There is professional type information for the care requirements of guinea pigs here:
https://grants.nih.gov/grants/olaw/Guide-for-the-Care-and-use-of-laboratory-animals.pdf .
It's titled "laboratory animals" but don't let that turn you off. Guinea pigs aren't farmed for food in the UK/US, the main professional use for them is in laboratories, so this is the context where their care requirements appear.
Organization is like:
Page 44 has temperature requirements (68F - 79F btw. Chickens are 61F - 81F for comparison).
Page 45 - 47 talks about ventilation and air quality - it's really important, these things are susceptible to fungal infections and can get upper respiratory infections.

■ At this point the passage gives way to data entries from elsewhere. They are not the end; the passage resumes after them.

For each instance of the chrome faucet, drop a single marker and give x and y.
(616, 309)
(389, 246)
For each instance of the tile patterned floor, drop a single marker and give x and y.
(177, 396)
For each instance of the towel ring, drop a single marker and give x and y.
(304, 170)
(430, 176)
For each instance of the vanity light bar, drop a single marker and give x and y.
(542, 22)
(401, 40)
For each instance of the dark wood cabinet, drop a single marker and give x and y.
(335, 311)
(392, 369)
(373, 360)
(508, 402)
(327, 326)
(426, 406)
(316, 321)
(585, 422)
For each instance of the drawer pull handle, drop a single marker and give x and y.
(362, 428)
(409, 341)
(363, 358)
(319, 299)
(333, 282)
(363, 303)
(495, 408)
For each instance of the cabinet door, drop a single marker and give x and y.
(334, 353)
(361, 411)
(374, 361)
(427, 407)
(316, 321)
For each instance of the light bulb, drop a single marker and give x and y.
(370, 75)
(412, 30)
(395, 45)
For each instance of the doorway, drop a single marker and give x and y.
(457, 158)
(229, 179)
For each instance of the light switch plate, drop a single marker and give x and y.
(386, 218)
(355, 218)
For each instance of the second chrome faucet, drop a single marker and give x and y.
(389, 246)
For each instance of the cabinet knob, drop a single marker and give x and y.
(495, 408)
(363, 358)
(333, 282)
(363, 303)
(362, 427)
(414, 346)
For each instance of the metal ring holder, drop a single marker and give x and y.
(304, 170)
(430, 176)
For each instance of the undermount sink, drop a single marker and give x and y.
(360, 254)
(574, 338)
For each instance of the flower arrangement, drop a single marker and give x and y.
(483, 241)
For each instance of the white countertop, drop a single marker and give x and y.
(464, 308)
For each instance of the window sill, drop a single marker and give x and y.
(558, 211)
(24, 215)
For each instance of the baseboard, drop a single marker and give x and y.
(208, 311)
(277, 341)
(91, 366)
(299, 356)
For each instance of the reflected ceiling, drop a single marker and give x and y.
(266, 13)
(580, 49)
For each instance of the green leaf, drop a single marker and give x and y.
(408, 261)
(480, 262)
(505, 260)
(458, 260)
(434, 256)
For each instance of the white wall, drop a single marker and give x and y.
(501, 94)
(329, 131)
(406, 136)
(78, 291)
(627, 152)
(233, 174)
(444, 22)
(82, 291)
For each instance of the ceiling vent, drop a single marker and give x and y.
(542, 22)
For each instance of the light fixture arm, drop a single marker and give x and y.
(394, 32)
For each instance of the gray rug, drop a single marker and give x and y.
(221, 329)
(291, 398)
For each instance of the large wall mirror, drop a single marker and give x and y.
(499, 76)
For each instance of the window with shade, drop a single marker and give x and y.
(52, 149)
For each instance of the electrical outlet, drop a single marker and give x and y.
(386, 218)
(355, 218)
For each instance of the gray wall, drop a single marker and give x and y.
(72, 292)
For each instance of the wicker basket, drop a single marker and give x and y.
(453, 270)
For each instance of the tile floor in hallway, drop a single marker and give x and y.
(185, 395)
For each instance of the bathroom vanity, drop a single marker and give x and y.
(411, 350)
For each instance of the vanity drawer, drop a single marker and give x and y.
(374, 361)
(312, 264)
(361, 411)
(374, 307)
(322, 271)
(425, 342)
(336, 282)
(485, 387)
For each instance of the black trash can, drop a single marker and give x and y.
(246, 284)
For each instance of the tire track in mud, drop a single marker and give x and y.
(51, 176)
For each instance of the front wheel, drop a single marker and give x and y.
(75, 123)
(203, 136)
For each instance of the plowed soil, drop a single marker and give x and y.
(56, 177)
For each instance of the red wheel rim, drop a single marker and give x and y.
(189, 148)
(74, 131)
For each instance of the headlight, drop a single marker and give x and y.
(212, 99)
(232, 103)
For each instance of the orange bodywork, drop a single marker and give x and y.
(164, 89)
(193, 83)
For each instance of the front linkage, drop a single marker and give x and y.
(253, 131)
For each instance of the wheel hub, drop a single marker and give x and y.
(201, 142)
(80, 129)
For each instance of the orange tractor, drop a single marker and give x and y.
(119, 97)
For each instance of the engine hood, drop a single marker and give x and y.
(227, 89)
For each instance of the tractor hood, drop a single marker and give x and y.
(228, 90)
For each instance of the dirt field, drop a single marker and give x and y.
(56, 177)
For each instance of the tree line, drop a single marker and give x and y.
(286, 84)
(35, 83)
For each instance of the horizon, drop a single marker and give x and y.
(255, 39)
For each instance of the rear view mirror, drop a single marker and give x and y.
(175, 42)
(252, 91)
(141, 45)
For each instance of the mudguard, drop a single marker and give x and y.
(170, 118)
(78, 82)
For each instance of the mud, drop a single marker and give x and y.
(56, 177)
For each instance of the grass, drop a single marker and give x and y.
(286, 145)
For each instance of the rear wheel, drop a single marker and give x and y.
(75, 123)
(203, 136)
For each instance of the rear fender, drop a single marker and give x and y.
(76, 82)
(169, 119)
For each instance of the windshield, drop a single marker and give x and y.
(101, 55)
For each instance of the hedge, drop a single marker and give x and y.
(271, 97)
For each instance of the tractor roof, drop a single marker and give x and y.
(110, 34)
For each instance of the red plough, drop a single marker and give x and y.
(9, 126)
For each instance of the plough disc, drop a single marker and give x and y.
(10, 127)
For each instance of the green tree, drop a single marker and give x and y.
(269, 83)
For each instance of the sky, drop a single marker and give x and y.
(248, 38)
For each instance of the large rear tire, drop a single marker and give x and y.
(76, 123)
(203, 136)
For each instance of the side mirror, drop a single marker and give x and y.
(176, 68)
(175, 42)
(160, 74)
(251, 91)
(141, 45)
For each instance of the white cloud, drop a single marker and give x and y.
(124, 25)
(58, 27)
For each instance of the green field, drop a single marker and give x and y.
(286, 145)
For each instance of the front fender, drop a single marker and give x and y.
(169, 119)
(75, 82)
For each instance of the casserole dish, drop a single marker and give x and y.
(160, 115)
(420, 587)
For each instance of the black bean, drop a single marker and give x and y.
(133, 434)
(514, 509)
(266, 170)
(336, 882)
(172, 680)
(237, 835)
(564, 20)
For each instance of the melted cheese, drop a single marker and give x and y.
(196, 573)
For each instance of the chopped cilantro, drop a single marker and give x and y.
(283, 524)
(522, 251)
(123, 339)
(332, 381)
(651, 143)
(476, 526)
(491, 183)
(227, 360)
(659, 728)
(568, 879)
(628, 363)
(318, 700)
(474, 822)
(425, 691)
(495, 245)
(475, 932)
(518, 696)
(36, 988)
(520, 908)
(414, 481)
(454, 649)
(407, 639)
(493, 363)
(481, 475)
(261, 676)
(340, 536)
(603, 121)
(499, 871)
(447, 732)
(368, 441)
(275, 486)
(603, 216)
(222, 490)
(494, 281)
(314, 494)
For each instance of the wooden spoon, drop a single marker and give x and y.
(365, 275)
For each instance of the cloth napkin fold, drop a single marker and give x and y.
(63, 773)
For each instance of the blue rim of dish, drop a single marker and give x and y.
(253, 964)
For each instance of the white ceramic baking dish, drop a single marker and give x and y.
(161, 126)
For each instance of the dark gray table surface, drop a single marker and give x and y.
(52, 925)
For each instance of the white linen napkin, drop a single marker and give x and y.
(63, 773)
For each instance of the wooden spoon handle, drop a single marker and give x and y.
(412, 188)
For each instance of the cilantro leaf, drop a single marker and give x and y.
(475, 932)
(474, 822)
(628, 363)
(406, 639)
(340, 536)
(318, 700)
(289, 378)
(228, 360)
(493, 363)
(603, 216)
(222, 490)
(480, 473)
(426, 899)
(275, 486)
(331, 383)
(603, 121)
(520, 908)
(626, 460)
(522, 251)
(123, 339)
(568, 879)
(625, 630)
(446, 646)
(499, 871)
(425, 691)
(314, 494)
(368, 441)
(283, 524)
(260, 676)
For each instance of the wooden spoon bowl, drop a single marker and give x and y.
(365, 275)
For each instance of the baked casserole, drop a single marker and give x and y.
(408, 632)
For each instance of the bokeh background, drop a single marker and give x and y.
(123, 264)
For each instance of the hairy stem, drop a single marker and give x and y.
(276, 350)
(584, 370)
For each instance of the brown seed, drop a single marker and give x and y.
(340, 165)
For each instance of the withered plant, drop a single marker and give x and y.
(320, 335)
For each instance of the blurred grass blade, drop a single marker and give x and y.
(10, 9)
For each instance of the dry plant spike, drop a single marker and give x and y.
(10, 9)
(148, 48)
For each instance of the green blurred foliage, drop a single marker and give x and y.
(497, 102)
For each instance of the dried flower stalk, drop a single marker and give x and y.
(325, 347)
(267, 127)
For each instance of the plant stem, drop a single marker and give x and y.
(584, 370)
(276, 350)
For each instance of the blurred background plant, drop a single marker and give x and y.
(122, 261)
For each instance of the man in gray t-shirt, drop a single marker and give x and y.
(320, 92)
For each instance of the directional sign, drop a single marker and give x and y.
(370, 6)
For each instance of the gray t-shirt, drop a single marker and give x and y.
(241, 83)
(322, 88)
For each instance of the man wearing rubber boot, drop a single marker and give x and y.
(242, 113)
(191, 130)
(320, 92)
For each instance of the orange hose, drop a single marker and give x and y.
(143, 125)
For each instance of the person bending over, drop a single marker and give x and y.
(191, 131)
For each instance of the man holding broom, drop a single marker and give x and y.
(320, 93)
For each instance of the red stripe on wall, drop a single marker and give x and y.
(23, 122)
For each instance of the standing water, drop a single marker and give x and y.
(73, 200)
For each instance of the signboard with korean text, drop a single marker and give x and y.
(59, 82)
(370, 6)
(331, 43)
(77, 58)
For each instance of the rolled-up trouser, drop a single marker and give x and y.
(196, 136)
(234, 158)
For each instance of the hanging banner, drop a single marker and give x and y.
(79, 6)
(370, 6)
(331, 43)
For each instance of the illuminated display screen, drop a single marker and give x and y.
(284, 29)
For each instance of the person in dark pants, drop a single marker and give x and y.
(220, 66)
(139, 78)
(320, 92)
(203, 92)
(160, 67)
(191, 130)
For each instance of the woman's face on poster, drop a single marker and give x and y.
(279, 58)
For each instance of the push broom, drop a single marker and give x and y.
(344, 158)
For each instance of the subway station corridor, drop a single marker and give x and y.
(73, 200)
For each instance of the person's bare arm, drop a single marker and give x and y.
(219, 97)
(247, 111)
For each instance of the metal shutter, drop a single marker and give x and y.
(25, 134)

Page 47 - 49 talks about illumination
Page 49 - 50, noise and vibration
Page 50 - 54, housing, environmental enrichment
Page 54 discusses outdoor housing but it does not mean to indicate that the temperature, airflow requirements, etc. are ignored in the case of outdoor housing.
Page 55 discusses space requirements. Page 57 specifies minimum space requirements for guinea pigs but if you do huge cuy, those minimums are out the window. Cuy are way too big for those specifications.
Page 65 is specific husbandry stuff. It discusses food and water through page 68 (critical: do not forget that guinea pigs need vitamin C in their food that other animals do not).
Page 68 starts bedding, then sanitation on page 69, note the footnote on page 71, section ends at page 77.
I recommend this book, "The Biology of the Guinea Pig", a lot of it you can read from Google Books:
https://books.google.fi/books?id=DcTaAgAAQBAJ
A little bit of what's in that book is not necessarily recommended practice now, such as utilizing kale as a "green", but a great deal of the information is valid.
Also worth noting - they are biologically so different from regular livestock that your typical neighborhood veterinarian cannot get things done with them. Guinea pigs require a specific "small animal" specialist veterinarian, and they are not that common. *Require* is the effective word. Some regular vets will decline to service guinea pigs, and for good reason, they know they do not have the right expertise and do not want to be the vet who makes your animal worse or kills it. Some of the differences are, like: most oral antibiotics kill guinea pigs by destroying their gut microbiome. They are sensitive to anesthesia. The strain of ringworm that infects guinea pigs does not show up with the usual inspections that work on cats and dogs (black light and so-on). My understanding is that getting blood from them is quite an affair and the humane way to do it is under anesthesia. There are multiple potential pitfalls for a regular veterinarian who attempts to work with guinea pigs.
So, it's an idea to research the locations of the small-animal specialist veterinarians (find more than one, you never know when one will be on vacation or sick). There's prescription medication they can prescribe to you to solve problems that you can't get anywhere else.